It’s the oven, not the stovetops, where gas is most useful.
Gas ovens give moist heat which is good for baking moist foods like cakes. Electric ovens give dry heat which is good for foods that should be crispy (pizza crust). Ideally an oven would offer both kinds of fuels. Europe lacks in this regard (no thermostatic gas ovens anymore!).
Energy efficiency aside, the stovetop debate is somewhat silly in comparison because you can cook anything on either stove and adapt to the control.
Wouldn’t it be far more ideal for the electric oven to have a way of introducing moisture instead of requiring all the components for a separate fuel source?
A simpler design is an advantage in itself but it doesn’t cover all factors (e.g. pricing).
If your closest power plant burns fossil fuels, then there’s a big inefficiency at the power plant which still has the emissions followed by a considerable inefficiency in the transmission of electricity and still some heat loss from the wall to the food in converting electric back to heat. Electric heat is more efficient if you only measure from the wall to the food. It’s overall less efficient because you have fuel → heat → steam → turbine → electricity → transmission → heat conversion (lossy at every step), when you could simply have fuel → transmission → heat. And as a consequence electric is usually more costly. Exceptionally, some regions manipulate the energy pricing in order to make electric nearly as economical as gas.
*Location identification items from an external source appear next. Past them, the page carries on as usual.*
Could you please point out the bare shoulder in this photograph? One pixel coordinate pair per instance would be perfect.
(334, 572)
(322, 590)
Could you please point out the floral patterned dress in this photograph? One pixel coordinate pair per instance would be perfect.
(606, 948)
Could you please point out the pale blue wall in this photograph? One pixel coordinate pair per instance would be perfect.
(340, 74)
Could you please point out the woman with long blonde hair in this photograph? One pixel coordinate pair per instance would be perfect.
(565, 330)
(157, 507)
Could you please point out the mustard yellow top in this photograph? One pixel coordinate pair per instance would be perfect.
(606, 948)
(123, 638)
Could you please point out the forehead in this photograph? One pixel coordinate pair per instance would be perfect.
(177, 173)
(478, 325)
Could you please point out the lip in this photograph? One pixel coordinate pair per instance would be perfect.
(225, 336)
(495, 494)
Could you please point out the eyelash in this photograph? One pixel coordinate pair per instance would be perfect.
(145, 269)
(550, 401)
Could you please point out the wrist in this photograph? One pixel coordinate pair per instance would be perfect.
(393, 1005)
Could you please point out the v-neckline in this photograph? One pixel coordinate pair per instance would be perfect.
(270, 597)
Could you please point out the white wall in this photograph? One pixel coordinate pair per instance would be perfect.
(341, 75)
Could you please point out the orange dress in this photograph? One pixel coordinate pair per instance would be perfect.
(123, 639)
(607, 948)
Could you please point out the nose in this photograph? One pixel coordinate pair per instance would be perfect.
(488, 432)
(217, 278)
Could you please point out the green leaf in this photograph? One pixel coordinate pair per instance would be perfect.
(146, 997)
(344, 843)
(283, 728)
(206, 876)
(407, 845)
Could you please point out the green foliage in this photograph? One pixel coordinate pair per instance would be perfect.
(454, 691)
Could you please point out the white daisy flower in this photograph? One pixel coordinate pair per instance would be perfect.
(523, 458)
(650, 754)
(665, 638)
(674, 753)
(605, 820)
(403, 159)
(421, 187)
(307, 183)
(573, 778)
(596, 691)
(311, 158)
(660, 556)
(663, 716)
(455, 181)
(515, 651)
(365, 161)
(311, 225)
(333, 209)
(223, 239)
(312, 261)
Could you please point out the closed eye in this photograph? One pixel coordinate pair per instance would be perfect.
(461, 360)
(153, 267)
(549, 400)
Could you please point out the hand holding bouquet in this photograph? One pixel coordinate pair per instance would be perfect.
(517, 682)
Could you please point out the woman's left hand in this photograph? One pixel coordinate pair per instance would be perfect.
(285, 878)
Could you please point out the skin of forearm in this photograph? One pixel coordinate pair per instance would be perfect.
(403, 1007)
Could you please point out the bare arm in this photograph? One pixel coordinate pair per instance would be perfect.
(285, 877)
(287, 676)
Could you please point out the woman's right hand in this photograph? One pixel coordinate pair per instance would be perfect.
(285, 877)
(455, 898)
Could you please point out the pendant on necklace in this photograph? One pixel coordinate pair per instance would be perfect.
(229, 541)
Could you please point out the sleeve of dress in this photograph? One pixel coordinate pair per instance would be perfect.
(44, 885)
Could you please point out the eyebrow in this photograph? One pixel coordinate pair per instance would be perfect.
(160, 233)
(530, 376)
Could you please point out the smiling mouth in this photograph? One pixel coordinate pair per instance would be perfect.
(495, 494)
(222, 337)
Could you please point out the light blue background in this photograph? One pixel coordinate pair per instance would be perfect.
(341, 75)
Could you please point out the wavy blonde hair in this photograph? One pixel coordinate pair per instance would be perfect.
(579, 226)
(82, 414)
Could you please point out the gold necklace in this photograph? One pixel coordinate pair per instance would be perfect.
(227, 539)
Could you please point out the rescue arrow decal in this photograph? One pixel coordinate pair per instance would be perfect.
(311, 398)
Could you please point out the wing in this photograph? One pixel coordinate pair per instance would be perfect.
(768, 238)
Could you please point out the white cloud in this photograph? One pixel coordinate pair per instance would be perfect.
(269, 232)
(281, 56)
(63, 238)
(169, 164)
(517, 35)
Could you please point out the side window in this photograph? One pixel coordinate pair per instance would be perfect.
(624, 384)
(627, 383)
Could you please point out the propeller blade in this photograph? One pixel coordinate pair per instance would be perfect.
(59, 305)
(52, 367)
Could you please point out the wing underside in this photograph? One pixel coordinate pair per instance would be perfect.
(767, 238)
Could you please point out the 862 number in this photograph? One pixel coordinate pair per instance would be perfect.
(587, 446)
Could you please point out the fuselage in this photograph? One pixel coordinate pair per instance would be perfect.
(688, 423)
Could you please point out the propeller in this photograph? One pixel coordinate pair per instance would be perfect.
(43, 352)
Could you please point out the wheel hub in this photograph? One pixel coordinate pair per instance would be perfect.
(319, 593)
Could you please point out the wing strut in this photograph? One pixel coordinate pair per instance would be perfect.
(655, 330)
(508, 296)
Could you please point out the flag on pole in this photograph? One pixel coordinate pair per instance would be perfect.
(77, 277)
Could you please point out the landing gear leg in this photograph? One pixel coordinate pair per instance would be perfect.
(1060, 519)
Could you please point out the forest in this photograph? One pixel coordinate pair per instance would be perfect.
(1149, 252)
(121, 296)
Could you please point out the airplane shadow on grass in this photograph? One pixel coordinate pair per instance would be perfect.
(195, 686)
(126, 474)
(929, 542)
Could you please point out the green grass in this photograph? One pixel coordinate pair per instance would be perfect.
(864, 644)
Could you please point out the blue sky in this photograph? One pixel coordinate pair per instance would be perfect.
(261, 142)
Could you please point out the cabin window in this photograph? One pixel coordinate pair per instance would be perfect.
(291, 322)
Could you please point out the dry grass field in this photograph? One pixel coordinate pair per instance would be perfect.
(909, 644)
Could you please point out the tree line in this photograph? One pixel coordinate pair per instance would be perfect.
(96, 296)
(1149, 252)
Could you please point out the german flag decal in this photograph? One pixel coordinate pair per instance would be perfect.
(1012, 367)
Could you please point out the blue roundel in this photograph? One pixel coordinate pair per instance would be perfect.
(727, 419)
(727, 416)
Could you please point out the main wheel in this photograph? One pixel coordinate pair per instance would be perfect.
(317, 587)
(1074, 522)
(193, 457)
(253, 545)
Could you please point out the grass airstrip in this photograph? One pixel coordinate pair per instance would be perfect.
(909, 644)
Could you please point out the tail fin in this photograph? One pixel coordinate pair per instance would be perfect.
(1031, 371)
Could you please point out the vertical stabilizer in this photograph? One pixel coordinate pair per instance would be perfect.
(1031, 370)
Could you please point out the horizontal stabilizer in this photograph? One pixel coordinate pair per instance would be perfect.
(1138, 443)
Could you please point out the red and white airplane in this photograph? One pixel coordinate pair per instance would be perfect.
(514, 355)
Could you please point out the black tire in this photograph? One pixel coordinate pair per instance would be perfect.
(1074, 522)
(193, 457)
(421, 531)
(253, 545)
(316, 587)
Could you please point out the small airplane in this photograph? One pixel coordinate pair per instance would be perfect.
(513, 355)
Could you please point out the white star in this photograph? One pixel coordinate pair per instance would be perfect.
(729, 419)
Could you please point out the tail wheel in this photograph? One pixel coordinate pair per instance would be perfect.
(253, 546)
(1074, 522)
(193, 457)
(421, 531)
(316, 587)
So whether gas makes economical sense depends on where you are. The prices can also swing especially in Europe due to the Russian war. Thus having both options is ideal once you consider pricing (esp. fluctuating pricing). Having both options hedges against price swings and at the same time gives you the option to choose the kind of heat you need for what you’re preparing.
power outages
Some folks live out in the sticks and have frequent power losses. Every storm is likely to cause a power outage in some remote areas where the power lines are near trees. And because those communities are small, response time is slow. So the power can be out for days. Several times this happened to someone in my family when they had a cake in their electric oven. The cake would have been ruined had they not had the option to transfer the cake to a propane gas grill.
It’s the oven, not the stovetops, where gas is most useful.
Gas ovens give moist heat which is good for baking moist foods like cakes. Electric ovens give dry heat which is good for foods that should be crispy (pizza crust). Ideally an oven would offer both kinds of fuels. Europe lacks in this regard (no thermostatic gas ovens anymore!).
Energy efficiency aside, the stovetop debate is somewhat silly in comparison because you can cook anything on either stove and adapt to the control.
I started baking bread during the pandemic and bought a spray bottle and filled it water.
Does the trick for me.
My electric oven has some sort of steam-bake option.
Seems like you could just add some water to the oven and get the best of both worlds from an electric oven in that case.
Wouldn’t it be far more ideal for the electric oven to have a way of introducing moisture instead of requiring all the components for a separate fuel source?
It does. Stick a pan with water in it in the oven with your baked item. This is necessary even for gas ovens, if you require a moist cooking chamber.
The air inside a gas oven isn’t especially wet at 400°F, because of the inverse relationship of temperature and relative humidity.
A simpler design is an advantage in itself but it doesn’t cover all factors (e.g. pricing).
If your closest power plant burns fossil fuels, then there’s a big inefficiency at the power plant which still has the emissions followed by a considerable inefficiency in the transmission of electricity and still some heat loss from the wall to the food in converting electric back to heat. Electric heat is more efficient if you only measure from the wall to the food. It’s overall less efficient because you have fuel → heat → steam → turbine → electricity → transmission → heat conversion (lossy at every step), when you could simply have fuel → transmission → heat. And as a consequence electric is usually more costly. Exceptionally, some regions manipulate the energy pricing in order to make electric nearly as economical as gas.
So whether gas makes economical sense depends on where you are. The prices can also swing especially in Europe due to the Russian war. Thus having both options is ideal once you consider pricing (esp. fluctuating pricing). Having both options hedges against price swings and at the same time gives you the option to choose the kind of heat you need for what you’re preparing.
power outages
Some folks live out in the sticks and have frequent power losses. Every storm is likely to cause a power outage in some remote areas where the power lines are near trees. And because those communities are small, response time is slow. So the power can be out for days. Several times this happened to someone in my family when they had a cake in their electric oven. The cake would have been ruined had they not had the option to transfer the cake to a propane gas grill.